Peter Beutel, analyst at Elders Futures Inc. in New York, said home-heating oil's strong showing helped to push up crude oil prices in trading dominated by technical factors.
"The market responded positively to the Kuwaiti oil minister's statement that OPEC is producing 2.4 million barrels less than its quota and clearly reacted to the placement of Silkworm missiles by Iran at the mouth of the Persian Gulf," said Sanford L. Margoshes, analyst at Shearson Lehman Bros.
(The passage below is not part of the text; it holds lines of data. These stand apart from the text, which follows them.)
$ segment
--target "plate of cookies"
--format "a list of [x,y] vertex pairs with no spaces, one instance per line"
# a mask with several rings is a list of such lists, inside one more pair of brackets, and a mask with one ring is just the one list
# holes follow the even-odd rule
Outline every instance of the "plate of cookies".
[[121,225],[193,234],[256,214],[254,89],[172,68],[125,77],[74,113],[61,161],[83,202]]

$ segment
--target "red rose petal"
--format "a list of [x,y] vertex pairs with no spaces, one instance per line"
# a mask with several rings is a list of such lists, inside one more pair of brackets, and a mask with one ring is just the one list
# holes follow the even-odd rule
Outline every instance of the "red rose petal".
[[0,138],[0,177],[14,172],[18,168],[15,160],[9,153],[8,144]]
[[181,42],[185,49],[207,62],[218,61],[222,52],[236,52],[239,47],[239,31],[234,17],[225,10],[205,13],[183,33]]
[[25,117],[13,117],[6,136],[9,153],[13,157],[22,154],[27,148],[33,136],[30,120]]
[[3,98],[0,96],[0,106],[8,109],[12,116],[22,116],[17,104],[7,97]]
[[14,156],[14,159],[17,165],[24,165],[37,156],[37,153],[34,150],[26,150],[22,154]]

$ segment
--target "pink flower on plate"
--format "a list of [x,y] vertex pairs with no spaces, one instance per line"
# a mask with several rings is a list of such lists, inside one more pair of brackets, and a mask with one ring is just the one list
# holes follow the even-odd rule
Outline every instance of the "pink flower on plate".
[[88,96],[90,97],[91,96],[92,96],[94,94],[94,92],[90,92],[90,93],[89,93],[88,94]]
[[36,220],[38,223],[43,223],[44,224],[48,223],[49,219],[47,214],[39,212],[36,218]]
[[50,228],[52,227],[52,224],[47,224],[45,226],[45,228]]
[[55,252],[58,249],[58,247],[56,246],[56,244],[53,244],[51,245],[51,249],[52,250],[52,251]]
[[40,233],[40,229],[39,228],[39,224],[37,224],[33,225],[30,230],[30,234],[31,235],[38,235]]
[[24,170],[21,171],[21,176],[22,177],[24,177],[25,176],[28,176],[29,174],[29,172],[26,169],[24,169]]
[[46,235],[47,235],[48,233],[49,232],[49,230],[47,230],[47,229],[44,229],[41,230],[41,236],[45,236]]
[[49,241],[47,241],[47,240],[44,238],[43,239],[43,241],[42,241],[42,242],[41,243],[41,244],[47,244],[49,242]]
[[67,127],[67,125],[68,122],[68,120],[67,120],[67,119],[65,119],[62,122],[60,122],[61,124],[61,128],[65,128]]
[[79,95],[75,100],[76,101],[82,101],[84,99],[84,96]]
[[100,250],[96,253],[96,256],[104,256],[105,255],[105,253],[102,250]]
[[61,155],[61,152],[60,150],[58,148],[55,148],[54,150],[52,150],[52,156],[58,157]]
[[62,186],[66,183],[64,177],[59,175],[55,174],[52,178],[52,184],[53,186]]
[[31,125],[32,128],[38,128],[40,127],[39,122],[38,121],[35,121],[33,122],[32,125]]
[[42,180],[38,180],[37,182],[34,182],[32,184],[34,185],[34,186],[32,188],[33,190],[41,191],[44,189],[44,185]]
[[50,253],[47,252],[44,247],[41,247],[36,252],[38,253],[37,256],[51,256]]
Inc. in New York.
Kuwaiti Oil Minister Sheik Ali Khalifa al Sabah told the Kuwait newspaper Al Rai al Am that oil prices would rise next month because OPEC is producing only 13.4 million barrels a day, 15% below its self-imposed limit of 15.8 million barrels a day.
Iranian Parliament Speaker Hashemi Rafsanjani, in an interview broadcast on Tehran radio, said his nation has enough artillery to close the Strait of Hormuz at the mouth of the Persian Gulf without resorting to missiles.
Reports in the United States said Iran has installed Silkworm missiles in the strait to use against its OPEC archenemy Iraq in the 6 1/2-year-old Persian Gulf war.